1 cup buckwheat flour
½ teaspoon ground cinnamon
¼ teaspoon Himalayan pink salt
1 cup coconut milk
2 eggs
1 tablespoon raw honey
2 tablespoons butter, divided
½ teaspoon baking soda
1 cup fresh blueberries
1 banana, mashed

Nutrition Info

238.5 calories
carbohydrate: 26.3 g
cholesterol: 64.7 mg
fat: 14.1 g
fiber: 3.6 g
protein: 5.6 g
saturatedFat: 10.2 g
servingSize: -
sodium: 257.3 mg
sugar: 8.3 g
transFat: : -
unsaturatedFat: : -

Directions

  1. Mix buckwheat flour, cinnamon, and salt together in a large bowl. Make a well in the center, fill with coconut milk, eggs, honey, 1 tablespoon butter, and baking soda. Mix batter until smooth.
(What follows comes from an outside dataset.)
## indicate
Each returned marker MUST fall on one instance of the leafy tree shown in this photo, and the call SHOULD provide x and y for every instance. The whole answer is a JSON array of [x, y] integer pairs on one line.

  2. Fold blueberries and banana into the batter, stir gently to combine.

  3. Melt the remaining 1 tablespoon butter on a griddle over medium-low heat. Drop 1/4 cup batter on the griddle, cook until bubbles form and edges are dry, 3 to 4 minutes. Flip and cook until golden brown on the other side, 2 to 3 minutes. Repeat with the remaining batter.

Recipe Yield

6 pancakes

Recipe Note

Vegetarian and gluten-free buckwheat pancakes. Buckwheat comes from a fruit seed and is related to rhubarb. It is wheat-free and grain-free, though often inaccurately referred to as a grain.